3.4. Effect of Cultivation Temperature on Foaming Stability

Temperature is one of the most important control parameters during the algal growth, as the metabolic and enzymatic activities are directly influenced by it during the simultaneous production of biomass and EPS [34,36,38]. A higher temperature reduces the solubility of gaseous components (i.e., CO₂) in the culture medium, whereas a lower temperature leads to reduced algal growth and decreases the kinetics of metabolic activities [38].

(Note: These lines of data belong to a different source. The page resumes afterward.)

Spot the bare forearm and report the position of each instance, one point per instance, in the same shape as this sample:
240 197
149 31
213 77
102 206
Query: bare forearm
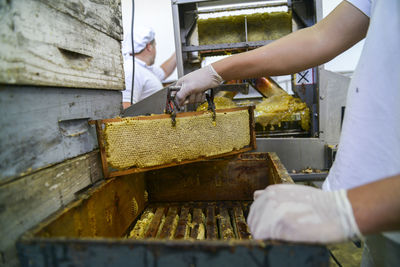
309 47
169 65
376 206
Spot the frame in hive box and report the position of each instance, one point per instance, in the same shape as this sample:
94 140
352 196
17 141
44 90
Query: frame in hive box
96 229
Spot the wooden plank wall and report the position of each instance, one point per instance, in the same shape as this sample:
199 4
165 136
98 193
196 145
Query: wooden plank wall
53 54
44 46
26 201
41 126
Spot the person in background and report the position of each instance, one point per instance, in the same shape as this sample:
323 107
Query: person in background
148 77
361 195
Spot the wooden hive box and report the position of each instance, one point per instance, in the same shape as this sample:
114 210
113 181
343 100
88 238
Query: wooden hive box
210 200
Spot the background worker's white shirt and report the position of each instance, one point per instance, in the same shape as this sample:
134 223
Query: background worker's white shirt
147 80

The experimental data show that temperature greatly contributed to affecting the foaming events. A higher temperature affected the bubble drag, bubble rise velocity, surface tension, and flow behavior of the foam, which led to an increased mixing and gaseous hold up within the bubbles. These results are in accordance with a previous study [18]. The foam film permeability increased with the increasing temperature, whereas the surface tension decreased, as reported previously [39]. Temperature behaves as an indirect contributor to foaming events in photo-bioreactors. In Figure 8a,b, it is shown that foaming characteristics increased during the culture, such as FS from 0 to 9 s, FC from 0.28 ± 0.03 to 0.89 ± 0.03, and FE from 26 ± 0.41 to 38 ± 0.41. On the other hand, only FMD decreased from 6.1 ± 0.28 to 3.0 × 10⁻² ± 0.28 (Figure 8b). The decreased FMD could be due to the fact that a higher temperature resulted in the formation of larger but less dense bubbles, which caused rapid drainage of liquid through the film-forming unstable foam.

4. Conclusions

The foaming mechanism in algal culture was investigated with varying CO₂ flow rates and temperature using a Foamscan instrument. It is concluded that, as the microalgae solution became denser and reached 2.4 g/L, the adhesive EPS released from A. platensis decreased the surface tension to 45 mN/m. Consequently, an increased CO₂ flow rate of 400 mL/min and a temperature of 40 °C increased the stability of the foam up to 10 s with 30 mm height and 1.8 mm bubble diameter. Based on the findings of this study, it is recommended that a high temperature and rigorous CO₂ aeration should be avoided to mitigate the foaming problem in photobioreactors.